Di sisi lain, ELSAM melihat Wiranto sangat getol dalam persoalan penyelesaian kasus pelanggaran HAM. Wiranto sampai membentuk tim terpadu yang akan membedah satu persatu dari setiap dugaan pelanggaran HAM berat yang terjadi di masa lalu.
 Peserta aksi unjuk rasa Kamisan mengenakan jaket bergambar wajah mendiang koordinator KontraS, Munir. Kasus pembunuhan Munir belum terungkap hingga kini. (CNN Indonesia/Adhi Wicaksono) |
Tak hanya itu, Wiranto juga menugaskan tim itu untuk menyelidiki faktor penghambat mengapa kasus-kasus tersebut tak terselesaikan.
"Justru kesannya kan Menkopolhukam ini yang lebih maju, tapi keputusan yang ditawarkan malah justru menuai perdebatan di publik," kata Wahyudi.

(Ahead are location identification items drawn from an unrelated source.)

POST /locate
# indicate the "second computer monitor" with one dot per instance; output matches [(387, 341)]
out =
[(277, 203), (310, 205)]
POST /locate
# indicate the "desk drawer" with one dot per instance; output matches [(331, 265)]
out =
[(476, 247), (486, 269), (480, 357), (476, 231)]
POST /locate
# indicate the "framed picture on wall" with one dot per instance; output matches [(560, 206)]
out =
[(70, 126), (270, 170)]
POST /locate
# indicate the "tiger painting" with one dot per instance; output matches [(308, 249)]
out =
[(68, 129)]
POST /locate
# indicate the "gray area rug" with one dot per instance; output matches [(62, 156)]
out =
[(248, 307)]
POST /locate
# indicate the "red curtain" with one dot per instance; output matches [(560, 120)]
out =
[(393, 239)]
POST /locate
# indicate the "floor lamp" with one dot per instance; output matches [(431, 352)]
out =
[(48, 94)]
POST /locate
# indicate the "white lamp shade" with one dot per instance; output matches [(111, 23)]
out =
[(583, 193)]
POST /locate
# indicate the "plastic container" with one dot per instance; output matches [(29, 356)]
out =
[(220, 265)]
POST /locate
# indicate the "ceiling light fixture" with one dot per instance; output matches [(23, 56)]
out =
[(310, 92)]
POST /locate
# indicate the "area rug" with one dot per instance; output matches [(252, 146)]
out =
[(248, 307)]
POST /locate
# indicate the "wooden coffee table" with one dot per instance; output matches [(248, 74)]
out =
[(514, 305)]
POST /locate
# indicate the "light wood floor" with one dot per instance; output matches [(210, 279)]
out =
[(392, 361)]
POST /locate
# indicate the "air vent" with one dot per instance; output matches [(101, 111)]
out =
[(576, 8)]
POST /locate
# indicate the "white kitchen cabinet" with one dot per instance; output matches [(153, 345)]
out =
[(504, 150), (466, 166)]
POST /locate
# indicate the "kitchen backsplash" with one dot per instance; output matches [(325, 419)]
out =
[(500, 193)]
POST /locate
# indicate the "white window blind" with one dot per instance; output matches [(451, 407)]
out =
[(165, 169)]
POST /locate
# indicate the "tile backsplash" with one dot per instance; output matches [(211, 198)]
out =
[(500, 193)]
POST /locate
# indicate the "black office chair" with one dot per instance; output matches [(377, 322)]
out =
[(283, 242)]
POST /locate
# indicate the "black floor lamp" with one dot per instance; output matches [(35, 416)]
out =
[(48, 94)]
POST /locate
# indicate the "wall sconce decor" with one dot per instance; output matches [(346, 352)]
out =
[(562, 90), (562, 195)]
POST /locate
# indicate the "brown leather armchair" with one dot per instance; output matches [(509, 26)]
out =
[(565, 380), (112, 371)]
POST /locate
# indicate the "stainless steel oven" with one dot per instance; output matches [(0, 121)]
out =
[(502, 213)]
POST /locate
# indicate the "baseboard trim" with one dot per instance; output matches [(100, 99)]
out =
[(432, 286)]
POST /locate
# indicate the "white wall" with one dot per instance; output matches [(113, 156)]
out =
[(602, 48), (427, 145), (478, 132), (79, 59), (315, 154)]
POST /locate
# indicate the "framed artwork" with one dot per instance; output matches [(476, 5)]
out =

Keputusan yang dimaksud adalah pilihan Wiranto dengan memilih jalur non yudisial dalam penyelesaian kasus HAM. Dia berharap perkara itu tidak harus masuk ke pengadilan. Menurut Wahyudi seharusnya pemerintah tak melakukan jalur penyelesaian kasus HAM dengan cara seperti itu.
Wahyudi mengatakan sebagian kasus masih memungkinkan untuk diselesaikan di jalur pengadilan. Korban juga menghendaki pengungkapan kebenaran dalam konteks untuk mengetahui kasusnya. Korban juga berhak mendapatkan pemulihan dan lain sebagainya.
"Jangan di awal sudah mengkotakkan bahwa kami akan menyelesaikan agenda penyelesaian nonyudisial karena itu seperti menegasikan jalur-jalur lain yang bisa ditempuh untuk penyelesaian," kata dia.
Wahyudi berharap penyelesaian kasus pelanggaran HAM masa lalu dilakukan dengan dua cara. Yakni menempuh pengadilan juga di luar jalur hukum.
"Dua duanya harus tetap dilakukan. Jalur jalur yang lain juga harus ditempuh," lanjutnya.
Lagipula jika langsung dibatasi nonyudisial, Wahyudi menilai indikator penyelesaian masalah menjadi tidak jelas. Sebab hal itu menjadikan penyelesaian kasus HAM terkatung-katung.
"Apa indikator yang digunakan ketika menempuh jalur non yudisial untuk menentukan kasus itu sudah selesai? Apakah ketika orang ketemu salaman
cipika cipiki itu masalah udah selesai gitu kan? Apakah nonyudisial yang dimaksud adalah pengungkapan kebenaran, adanya proses rekonsiliasi? Ini jadi serba tidak jelas," kata Wahyudi.